Um exemplo a seguir
Oriundos de uma panóplia de localidades tão próximas como Chaves, Bragança, Alijó, e outras tão distantes como Almeirim, Lisboa, Sintra, e até mesmo do país vizinho, os motards elogiavam, de forma constante, “a terra da alheira, do azeite e da gente verdadeira”, os responsáveis pela organização, o saber receber e o programa da própria concentração.
O mestre das acrobacias marcou estatuto com a sua presença. Ricardo aka Arrepiado, seduziu crentes e não crentes no freestyle dos seus quatro veículos. Apesar de, na tarde de sábado, a sua performance ter sido encurtada devido ao dilúvio que se abateu sobre a cidade. Mas S. Pedro foi misericordioso e com a sua graça, a chuva providenciou calor, sobretudo, humano, e o espectáculo pôde continuar a seguir ao jantar, reunindo ao seu redor milhares de pessoas.
“O meu desempenho foi magnífico, tendo em conta que tivemos uma tarde de chuva e, ainda, tínhamos a pista molhada, mas dei o meu melhor e andei muito perto dos limites”, declarou o destemido piloto das Caldas da Rainha, que introduziu na sua actuação um salto de vários metros por entre a multidão.
Na sua segunda vez em Mirandela, a última há 3 anos atrás, Ricardo exprime: “Esta cidade sempre teve uma concentração de topo, com um grande público e é, sem dúvida, uma das melhores a nível nacional”.

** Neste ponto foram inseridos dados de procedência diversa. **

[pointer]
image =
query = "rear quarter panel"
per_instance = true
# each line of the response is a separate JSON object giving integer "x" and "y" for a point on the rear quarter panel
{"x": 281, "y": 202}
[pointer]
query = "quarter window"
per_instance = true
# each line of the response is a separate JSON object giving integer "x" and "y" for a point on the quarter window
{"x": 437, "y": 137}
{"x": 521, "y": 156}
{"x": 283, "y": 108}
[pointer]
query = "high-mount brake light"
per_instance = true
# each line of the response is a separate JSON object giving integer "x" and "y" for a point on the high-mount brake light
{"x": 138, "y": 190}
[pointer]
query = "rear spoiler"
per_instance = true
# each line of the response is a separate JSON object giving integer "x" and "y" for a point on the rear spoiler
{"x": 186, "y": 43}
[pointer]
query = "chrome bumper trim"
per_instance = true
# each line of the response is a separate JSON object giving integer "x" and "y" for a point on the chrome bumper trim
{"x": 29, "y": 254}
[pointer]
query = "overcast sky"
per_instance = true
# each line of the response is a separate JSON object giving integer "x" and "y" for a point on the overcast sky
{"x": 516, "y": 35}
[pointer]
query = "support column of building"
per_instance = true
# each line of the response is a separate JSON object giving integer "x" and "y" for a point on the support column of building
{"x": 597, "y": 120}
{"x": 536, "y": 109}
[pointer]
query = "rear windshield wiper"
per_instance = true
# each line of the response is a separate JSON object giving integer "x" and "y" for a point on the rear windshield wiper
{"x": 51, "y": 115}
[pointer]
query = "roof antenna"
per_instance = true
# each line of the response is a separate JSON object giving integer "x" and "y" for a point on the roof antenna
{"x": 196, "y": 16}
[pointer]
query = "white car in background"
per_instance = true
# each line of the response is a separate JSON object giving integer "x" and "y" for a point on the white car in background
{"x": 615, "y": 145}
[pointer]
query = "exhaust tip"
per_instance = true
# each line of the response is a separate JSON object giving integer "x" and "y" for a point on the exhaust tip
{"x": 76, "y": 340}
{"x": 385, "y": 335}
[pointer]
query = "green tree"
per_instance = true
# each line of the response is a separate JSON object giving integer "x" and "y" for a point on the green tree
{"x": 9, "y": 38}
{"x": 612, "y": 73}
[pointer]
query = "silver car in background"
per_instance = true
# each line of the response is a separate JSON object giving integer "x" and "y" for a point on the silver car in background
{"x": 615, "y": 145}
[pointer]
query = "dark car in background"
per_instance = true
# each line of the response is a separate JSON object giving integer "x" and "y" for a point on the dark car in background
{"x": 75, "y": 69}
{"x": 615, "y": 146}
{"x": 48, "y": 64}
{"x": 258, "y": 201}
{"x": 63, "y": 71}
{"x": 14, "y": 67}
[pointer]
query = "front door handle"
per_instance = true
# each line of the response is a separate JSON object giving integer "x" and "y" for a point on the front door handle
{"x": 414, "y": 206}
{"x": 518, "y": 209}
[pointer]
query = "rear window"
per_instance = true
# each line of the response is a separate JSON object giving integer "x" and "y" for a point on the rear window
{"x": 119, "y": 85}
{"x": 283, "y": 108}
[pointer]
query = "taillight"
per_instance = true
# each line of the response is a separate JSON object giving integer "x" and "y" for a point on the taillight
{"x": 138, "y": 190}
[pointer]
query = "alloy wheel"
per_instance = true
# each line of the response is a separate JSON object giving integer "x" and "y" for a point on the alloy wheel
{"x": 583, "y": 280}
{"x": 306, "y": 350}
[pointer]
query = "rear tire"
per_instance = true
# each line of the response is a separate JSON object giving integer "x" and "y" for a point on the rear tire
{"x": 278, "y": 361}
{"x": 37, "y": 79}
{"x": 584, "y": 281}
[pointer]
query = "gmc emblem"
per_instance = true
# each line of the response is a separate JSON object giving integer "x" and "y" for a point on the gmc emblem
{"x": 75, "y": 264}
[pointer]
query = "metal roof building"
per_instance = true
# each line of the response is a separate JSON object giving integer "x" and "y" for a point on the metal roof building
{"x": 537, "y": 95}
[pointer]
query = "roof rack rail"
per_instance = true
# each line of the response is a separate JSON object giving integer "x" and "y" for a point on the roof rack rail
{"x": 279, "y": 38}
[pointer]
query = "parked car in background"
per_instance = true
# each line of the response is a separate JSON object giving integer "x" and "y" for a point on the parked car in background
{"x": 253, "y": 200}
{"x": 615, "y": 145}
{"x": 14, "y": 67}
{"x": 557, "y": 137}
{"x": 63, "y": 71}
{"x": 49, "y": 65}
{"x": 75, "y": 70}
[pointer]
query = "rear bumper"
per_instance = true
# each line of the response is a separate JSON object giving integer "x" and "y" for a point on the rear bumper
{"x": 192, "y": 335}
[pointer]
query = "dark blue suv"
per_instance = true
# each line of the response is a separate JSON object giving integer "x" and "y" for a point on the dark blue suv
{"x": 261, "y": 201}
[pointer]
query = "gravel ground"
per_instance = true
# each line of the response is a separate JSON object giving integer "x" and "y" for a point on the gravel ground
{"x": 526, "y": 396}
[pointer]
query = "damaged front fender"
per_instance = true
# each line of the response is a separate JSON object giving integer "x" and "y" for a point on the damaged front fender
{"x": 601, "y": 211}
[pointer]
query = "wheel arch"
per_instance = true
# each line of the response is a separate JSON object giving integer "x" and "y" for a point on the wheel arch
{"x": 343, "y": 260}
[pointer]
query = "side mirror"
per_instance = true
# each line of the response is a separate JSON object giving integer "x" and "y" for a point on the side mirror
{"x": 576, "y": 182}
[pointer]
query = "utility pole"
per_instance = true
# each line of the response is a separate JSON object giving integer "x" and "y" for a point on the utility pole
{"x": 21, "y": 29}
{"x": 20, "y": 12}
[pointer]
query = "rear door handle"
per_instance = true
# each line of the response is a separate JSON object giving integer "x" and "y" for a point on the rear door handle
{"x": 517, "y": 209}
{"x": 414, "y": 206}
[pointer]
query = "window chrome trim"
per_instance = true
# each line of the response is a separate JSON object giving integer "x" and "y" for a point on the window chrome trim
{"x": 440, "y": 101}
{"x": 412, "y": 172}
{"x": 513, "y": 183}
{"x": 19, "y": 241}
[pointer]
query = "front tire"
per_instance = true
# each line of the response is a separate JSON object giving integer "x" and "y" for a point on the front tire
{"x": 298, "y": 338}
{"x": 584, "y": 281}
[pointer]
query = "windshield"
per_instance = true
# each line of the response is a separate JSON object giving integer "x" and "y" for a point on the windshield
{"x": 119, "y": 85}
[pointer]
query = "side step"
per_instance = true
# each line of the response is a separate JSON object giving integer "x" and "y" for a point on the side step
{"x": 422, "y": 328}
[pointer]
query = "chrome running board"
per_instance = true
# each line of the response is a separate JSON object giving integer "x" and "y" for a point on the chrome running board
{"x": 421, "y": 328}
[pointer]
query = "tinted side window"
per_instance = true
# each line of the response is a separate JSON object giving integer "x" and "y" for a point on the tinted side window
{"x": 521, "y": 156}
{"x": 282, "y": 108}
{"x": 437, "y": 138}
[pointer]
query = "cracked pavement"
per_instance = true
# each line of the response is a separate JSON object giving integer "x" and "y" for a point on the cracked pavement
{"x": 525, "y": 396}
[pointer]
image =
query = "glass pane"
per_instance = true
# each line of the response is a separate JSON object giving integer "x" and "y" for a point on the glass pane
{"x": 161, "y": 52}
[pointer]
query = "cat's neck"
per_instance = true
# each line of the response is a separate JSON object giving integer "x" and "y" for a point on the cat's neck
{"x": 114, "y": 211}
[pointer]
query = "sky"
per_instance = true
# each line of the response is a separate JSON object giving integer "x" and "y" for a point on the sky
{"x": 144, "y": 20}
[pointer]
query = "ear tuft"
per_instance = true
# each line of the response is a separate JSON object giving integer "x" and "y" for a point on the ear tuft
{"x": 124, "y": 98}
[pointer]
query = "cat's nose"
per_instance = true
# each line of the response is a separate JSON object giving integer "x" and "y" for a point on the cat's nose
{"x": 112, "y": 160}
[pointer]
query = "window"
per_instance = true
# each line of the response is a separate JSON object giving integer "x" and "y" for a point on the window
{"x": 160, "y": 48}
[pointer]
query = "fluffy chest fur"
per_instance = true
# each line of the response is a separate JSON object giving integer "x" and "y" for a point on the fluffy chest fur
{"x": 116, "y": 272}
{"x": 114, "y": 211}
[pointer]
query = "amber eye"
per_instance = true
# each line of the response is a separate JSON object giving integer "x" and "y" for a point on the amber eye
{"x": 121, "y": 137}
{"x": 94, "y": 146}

Seguiu-se o passeio nocturno, num clima de festa brava que semeou a loucura entre os residentes, e poucos houve que se entregaram à pobreza de espírito de permanecerem em casa. Foi um autêntico luxo desfilar no meio da população, enquanto esta vibrava tanto como o barulho de mil motores.
Chuva intensa não causou
qualquer alteração
no programa da Capital Motard
do Nordeste
O colorido extra flamejante veio com o fogo de artifício, que iluminou os céus e se espelhou nos rios por diversas vezes ao longo do passeio noctívago.

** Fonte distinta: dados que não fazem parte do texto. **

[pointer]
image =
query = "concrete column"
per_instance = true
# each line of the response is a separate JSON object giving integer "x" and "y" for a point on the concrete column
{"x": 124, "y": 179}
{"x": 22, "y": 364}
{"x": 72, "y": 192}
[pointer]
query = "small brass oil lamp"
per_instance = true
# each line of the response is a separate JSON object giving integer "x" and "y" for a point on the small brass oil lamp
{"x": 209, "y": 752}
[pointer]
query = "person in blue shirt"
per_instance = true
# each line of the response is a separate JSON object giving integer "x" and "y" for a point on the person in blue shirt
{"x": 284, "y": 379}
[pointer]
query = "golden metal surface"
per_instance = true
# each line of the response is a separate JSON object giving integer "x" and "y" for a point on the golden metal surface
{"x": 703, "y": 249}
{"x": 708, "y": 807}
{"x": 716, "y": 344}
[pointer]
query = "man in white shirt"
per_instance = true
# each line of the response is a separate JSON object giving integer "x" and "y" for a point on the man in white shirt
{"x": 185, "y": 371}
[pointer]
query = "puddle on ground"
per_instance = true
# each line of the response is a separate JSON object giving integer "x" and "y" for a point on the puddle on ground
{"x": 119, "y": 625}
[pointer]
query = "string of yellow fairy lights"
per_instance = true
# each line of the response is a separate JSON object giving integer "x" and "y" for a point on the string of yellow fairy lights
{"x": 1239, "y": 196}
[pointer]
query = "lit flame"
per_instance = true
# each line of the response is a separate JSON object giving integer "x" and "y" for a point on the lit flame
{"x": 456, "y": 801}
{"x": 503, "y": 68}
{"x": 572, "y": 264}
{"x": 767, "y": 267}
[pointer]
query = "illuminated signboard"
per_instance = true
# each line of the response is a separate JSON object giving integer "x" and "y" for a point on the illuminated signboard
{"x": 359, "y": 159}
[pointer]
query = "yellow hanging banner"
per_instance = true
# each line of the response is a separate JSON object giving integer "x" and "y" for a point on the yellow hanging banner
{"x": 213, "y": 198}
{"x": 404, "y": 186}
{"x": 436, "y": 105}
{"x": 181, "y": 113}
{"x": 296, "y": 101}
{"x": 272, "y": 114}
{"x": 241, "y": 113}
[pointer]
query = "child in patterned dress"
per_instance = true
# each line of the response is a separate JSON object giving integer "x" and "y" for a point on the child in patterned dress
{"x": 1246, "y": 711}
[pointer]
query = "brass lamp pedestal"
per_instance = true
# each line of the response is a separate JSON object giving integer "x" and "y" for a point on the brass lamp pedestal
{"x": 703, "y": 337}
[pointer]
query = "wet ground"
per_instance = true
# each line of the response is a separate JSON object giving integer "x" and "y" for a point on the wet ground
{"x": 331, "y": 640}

Já no recinto, momentos antes do concerto com a Banda Red, Tó Velho, antigo presidente do Motoclube de S. Mamede de Infesta, foi homenageado em palco. “Para além de ser um conterrâneo, é uma pessoa que está connosco desde a nossa primeira concentração e já lá vão 14 anos”, explicou o presidente do Motoclube de Mirandela, Rui Lima Alves, o mentor do sucesso desta XIV edição. Apesar de um crescimento inegável, cerca de 800 inscritos, o grande obreiro garante que irá preferir sempre a qualidade em detrimento da quantidade. Peste & Sida foi o grupo principal do cartaz de sábado, que só terminou, por volta das 6 horas, com o show erótico a “queimar pneu” da assistência.
“Apesar da prenda de S. Pedro, uma carga de água até dizer chega, o tempo compôs-se e está uma noite agradabilíssima. Aliás, notou-se pelo número de motas que integraram o passeio, perto de mil”, frisou o responsável.

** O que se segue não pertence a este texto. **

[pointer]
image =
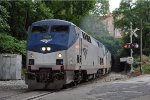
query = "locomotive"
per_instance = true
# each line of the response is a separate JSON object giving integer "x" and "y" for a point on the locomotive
{"x": 60, "y": 53}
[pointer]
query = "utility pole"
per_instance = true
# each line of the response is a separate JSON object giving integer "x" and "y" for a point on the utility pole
{"x": 131, "y": 51}
{"x": 141, "y": 58}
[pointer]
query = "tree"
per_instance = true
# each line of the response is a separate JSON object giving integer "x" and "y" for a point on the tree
{"x": 3, "y": 19}
{"x": 134, "y": 12}
{"x": 23, "y": 13}
{"x": 101, "y": 8}
{"x": 72, "y": 11}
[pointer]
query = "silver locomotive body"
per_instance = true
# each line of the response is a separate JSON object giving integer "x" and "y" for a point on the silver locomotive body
{"x": 63, "y": 54}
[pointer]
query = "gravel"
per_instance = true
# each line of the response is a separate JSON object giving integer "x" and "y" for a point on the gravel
{"x": 13, "y": 85}
{"x": 20, "y": 84}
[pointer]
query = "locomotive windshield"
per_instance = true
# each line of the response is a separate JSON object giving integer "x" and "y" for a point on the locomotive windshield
{"x": 40, "y": 29}
{"x": 60, "y": 28}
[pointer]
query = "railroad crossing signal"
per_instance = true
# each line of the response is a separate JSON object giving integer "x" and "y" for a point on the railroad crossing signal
{"x": 130, "y": 45}
{"x": 134, "y": 32}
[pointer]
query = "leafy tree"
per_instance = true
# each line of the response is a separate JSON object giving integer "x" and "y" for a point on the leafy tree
{"x": 134, "y": 12}
{"x": 101, "y": 8}
{"x": 23, "y": 13}
{"x": 3, "y": 19}
{"x": 70, "y": 10}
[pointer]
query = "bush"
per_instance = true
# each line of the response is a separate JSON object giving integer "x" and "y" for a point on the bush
{"x": 9, "y": 44}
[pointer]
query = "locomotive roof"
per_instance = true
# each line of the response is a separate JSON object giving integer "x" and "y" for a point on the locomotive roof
{"x": 52, "y": 21}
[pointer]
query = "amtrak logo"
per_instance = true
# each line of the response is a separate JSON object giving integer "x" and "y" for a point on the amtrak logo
{"x": 45, "y": 40}
{"x": 85, "y": 52}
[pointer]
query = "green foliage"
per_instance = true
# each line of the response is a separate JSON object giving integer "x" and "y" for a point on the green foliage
{"x": 101, "y": 8}
{"x": 3, "y": 19}
{"x": 9, "y": 44}
{"x": 135, "y": 13}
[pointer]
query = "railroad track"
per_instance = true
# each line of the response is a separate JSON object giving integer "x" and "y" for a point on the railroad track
{"x": 36, "y": 94}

Uma das novidades de 2010 ocorreu com a garraiada na tarde de sábado. “A pedido de alguns colegas de outros Motoclubes, decidimos fazer uma garraiada no recinto. Eu estava um bocado renitente, pois é algo que me ultrapassa. Mas não estou nada arrependido, pois a aceitação foi inacreditável”, adiantou Rui Lima Alves, garantindo que será um acontecimento para repetir, “apesar de algumas mazelas à mistura”.